Monday, June 05, 2006

Electric Rotary Tools and the Like

I am dreaming a dream. A strange dream that is mundane and simple, and the dream is about my daily life and the things that rest in my immediate consciousness even. It is strangely familiar and not like a dream at all. That is what makes it so strange. I can see people's faces in very clear detail, and I am shy in this dream. I am bound by my earthly limitations. And then I hear a shrieking drilling sound, and I think, "What in the world?" And as I think this, I am waking up, and the shrieking drill follows me into the waking world. I am dizzy and disoriented as I wake up. I feel like I am falling and flipping over in my bed. But I am laying on my back, and someone is next door operating a shrieking drill, most likely doing work on their house. The shrieking drill was for a brief moment a clear and definite bridge between my subconscious and conscious. It was between both states, and remained constant as I passed from one to the other. How interesting this was! It wasn't the drill that followed me to my waking state. I was following the drill to my waking state. Wasn't it a little early to be blasting that thing all over the place? Waking me from my strange mundane dreams? But the clock says 10. That is not so early. I am up. I am still tired, and aching, but I am up. This is life, this drifting between dreaming and awake, and the only thing that remains is that drill.



As far as I can tell, competition and merit are two very seperate concepts, or they should be. They are two concepts that this society have gotten all too confused. But I'm sure there is some great mechanism at work that I cannot see, which further accounts for my bitterness in the matter.

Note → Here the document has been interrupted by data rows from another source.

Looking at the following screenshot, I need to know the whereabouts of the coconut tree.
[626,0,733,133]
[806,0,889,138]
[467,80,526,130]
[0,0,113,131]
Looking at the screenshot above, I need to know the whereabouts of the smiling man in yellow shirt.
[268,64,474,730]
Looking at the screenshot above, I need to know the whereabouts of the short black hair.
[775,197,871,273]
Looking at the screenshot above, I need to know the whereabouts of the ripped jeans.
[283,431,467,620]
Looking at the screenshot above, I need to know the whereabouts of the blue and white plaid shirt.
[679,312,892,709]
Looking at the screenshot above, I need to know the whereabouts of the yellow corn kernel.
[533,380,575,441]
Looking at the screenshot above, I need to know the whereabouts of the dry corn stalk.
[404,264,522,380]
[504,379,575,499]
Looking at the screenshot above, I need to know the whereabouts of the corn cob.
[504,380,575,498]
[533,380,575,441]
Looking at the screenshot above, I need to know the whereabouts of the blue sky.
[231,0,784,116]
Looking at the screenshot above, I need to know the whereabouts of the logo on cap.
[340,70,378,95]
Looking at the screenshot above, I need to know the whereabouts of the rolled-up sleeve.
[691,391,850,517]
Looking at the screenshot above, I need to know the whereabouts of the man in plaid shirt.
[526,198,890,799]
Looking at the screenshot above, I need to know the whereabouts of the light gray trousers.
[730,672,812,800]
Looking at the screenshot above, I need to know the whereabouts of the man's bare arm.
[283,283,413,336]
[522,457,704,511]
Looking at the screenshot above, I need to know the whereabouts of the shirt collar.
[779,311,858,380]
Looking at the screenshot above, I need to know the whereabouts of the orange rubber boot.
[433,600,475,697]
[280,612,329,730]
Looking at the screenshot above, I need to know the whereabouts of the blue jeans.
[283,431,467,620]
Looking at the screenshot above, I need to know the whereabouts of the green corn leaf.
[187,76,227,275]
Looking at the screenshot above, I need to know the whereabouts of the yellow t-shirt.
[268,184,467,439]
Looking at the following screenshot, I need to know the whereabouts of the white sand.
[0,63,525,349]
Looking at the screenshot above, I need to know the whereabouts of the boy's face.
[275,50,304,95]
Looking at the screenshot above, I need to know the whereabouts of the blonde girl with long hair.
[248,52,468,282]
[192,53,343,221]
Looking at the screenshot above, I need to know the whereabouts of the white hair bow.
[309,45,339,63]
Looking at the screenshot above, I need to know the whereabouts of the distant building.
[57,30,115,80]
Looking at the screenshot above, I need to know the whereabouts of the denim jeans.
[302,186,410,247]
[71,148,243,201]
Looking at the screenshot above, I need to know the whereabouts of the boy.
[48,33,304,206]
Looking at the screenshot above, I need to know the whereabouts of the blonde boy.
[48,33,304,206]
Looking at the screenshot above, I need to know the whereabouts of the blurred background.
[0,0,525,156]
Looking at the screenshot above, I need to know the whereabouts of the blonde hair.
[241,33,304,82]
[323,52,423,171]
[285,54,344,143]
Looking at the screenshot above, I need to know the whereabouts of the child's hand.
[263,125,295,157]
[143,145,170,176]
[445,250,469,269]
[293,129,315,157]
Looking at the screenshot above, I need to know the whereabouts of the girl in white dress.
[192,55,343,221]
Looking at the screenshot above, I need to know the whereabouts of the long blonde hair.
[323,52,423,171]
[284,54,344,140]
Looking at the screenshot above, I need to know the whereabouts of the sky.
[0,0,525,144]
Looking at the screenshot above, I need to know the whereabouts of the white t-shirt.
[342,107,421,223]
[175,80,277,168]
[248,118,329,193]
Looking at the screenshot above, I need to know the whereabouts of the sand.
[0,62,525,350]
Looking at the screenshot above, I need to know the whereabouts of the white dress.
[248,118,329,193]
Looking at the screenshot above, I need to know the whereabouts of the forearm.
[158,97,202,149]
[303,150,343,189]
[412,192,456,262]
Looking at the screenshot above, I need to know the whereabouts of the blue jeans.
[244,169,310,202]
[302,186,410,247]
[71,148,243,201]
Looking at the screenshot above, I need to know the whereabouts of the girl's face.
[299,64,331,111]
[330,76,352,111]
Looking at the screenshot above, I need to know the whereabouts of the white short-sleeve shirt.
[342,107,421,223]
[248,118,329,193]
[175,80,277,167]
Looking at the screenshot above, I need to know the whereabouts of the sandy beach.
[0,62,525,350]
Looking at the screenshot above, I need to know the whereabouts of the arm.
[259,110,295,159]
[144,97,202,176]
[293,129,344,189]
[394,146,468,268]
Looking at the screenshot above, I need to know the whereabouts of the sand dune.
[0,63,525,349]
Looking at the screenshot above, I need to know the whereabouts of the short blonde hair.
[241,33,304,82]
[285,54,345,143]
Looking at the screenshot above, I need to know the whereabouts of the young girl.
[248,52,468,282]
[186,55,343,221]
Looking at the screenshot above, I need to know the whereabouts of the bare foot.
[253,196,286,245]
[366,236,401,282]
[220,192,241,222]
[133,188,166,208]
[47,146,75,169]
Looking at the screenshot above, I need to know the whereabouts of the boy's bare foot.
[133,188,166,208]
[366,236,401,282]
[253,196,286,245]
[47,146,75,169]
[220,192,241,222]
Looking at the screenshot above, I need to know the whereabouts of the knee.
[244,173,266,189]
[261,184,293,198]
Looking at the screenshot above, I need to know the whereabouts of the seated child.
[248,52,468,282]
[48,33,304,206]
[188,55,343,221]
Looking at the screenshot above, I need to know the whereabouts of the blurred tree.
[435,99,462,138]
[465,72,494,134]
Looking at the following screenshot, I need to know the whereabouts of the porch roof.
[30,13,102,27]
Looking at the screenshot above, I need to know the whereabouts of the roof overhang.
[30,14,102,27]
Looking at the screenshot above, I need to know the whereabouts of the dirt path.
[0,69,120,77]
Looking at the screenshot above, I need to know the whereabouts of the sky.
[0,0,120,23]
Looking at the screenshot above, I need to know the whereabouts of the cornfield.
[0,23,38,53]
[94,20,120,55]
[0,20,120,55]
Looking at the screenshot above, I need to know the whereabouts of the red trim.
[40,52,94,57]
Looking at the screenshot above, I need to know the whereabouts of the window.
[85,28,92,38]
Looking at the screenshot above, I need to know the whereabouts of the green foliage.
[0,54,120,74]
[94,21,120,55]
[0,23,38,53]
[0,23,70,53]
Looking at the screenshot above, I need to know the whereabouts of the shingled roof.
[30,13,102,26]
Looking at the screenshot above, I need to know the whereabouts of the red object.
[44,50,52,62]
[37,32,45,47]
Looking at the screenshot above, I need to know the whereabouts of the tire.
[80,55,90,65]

You'd think the beach would improve my foul mood. Nah. The beach held shades of grey and brown, and not shades of yellow and blue like it should. The color palette was not the most desirable. There was a general dirty feces theme going on with the place. No, that is too harsh. It was a nice day, but the atmosphere was colored darkly with my projections. The heat only helped to swell the festering depression. Maybe it was the low blood sugar a-talkin. It is amazing what body chemistry can do, or, not so amazing. Alot of our mental states are based on body chemistry I guess. Or not? I'm too tired for this.

But what I want to know is why is our nation on Prozac? Where did this depression come from? This sweeping mental disease? Or was depression always there, and now that Prozac is out, everyone is leaping to get a prescription? Or is it a geniune plague. Maybe it is a plague that illustrates the initial signs of a decaying civilization. Maybe it is coming from within. Maybe it is nothing at all. There's no way to tell without it being speculation...at this point.

I also think that...no...its much too hot in here, and I am much too tired. I think I will be done for now.